Sometimes that didn't work!
There is the famous instance of Barry Letts asking for all 5 episodes of 'The Daemons' to be kept as an example of Dr Who of the time, but 4 VT episodes vanished, leaving Episode 4 on it's original VT plus film prints of all episodes too albeit in B & W. (Wasn't there a 90 min compilation held too?)
I think the Series 2 Dad's Army episodes disappeared due to David Croft being on holiday!(How did the 2 early It Ain't Half Hot Mum episodes end up getting wiped?)
Here's another question. Would a producer of the time, being aware of the various restrictions, space, cost, Equity rules etc, if he kept too much of his material, be penalised(for want of a better word) for unofficially breaking a rule? Did each producer have a set limit what could be kept in the archive of their material?
IIRC, someone from the Doctor Who Restoration Team asked Barry Letts in regards to saving The Daemons & I think he said he didn't ask for them to be saved.
As for the randomness of episodes going missing, it seems as if there was just a "grab & destroy" policy of deleting the tapes, especially when it came to Doctor Who, for example Episodes 2,3,5-8 survive of The Invasion yet 1 & 4 went missing, you then get odd episodes like Evil Of The Daleks (Episode 2 of 7 is the only surviving one) & The Faceless Ones with only episodes 1 & 3 of 6 surviving. It seems like there was no real agenda as to which tapes were wiped.
As for Equity, their rules were that any programme recorded could only be repeated once & had to be done within three years of the original transmission, reason being that equity thought that if they were repeated more than once outside those three years then it would effect actors jobs, etc. Ironic how in this day & age the same bunch of actors are used & programmes are repeated to death (I'm looking at you Dave).
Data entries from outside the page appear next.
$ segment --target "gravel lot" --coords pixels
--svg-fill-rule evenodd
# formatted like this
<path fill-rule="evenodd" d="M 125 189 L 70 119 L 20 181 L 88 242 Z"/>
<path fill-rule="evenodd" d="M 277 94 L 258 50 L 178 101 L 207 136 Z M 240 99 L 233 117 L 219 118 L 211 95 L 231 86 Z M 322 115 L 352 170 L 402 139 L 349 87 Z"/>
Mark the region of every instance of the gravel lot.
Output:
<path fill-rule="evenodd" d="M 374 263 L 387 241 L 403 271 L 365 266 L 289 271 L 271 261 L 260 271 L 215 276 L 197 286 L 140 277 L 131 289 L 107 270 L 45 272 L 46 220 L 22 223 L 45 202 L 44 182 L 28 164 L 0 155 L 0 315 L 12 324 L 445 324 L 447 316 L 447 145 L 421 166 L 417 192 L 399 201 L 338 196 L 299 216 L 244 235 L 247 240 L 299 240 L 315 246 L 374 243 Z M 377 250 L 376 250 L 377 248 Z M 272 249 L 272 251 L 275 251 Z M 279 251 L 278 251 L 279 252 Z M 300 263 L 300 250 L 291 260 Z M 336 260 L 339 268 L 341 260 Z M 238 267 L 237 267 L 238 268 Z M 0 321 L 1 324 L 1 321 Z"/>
It was a combination of Equity, costs of tape & space that resulted in the junking of episodes of programmes. In Doctor Who's case it could have all been avoided, had there had been better communications between the BBC Archives in London & BBC Enterprises. IIRC Enterprise junked their copies, once the international sales opportunities had been exhausted, in the miss-belief that the BBC Archives in London had every copy safely in their vaults. Oddly enough when the BBC were clearing out Villiers House in August 1988, when they came across Episodes 1 & 4-5 of The Ice Warriors, however where Episodes 2 & 3 have gone remains a mystery.